We should also be wary of statistical paradoxes. Let’s look at an example: Simpson’s paradox.

Whenever a statistical study is carried out, it is necessary to control variables to ensure a degree of comparability between them. If demographic factors such as age, sex or health, are not accounted for, the association between a variable and its outcome can be inverted.

Take the following example. You and your friend decide to study together for an upcoming quiz by doing 20 practice questions. On day one, you blast through 16 and get 14 correct – a success rate of 87.5%. Meanwhile, your friend only does 4 but gets them all correct for 100%. On day two, you complete the final 4 and get 2 correct. Your friend (who should really share their notes) scores 10/16 on their remaining questions and has a better daily average again!

Our intuition might suggest that if someone does better on both days they will probably do better overall. However, this is not the case! You scored 16 while your friend only got 14. This is a textbook example of Simpson’s Paradox. When we observe performance on a daily basis it flips the result of the overall trend.

Simpson’s paradox has greatly confounded researchers in the past. A study on smoking and long-term survival in women in 1996 showed that women who smoked lived longer than those who didn’t. Given significant research showing the harms of smoking, this result was perplexing.

However, once the data were controlled for the age of each woman it was revealed that in each age group, women who smoked were less likely to survive than women who did not smoke.
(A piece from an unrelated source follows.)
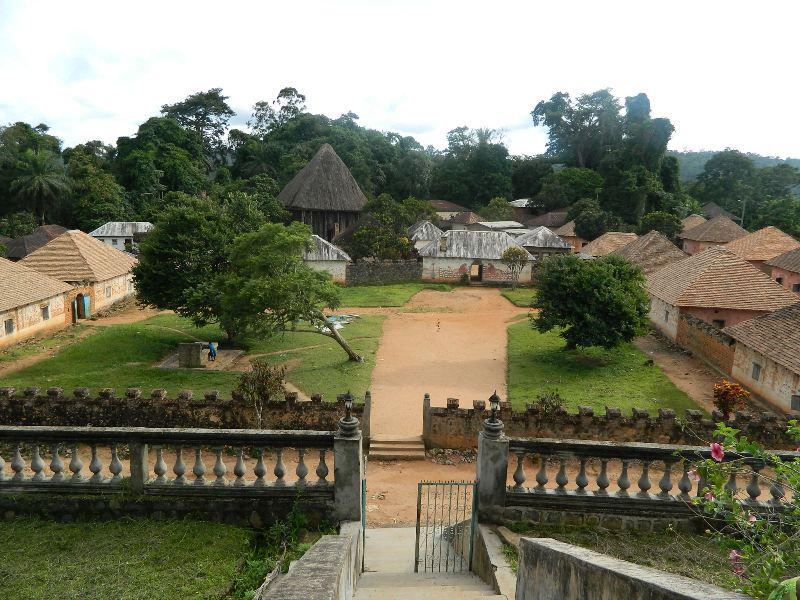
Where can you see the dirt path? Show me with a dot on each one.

The researchers failed to consider the many women who would have been in the older age groups but were not included in the study because they had already passed away. In other words, controlling for age flipped the conclusion!

You are now armed with the keen eye required to look past erroneous statistics. While statistics are essential to modern life, their usefulness is stripped without the literacy required to wield them – their power is not. While this article is far from exhaustive, I hope an awareness of statistical paradoxes and data manipulation methods will encourage you to read more critically the next time you scroll past an Instagram infographic.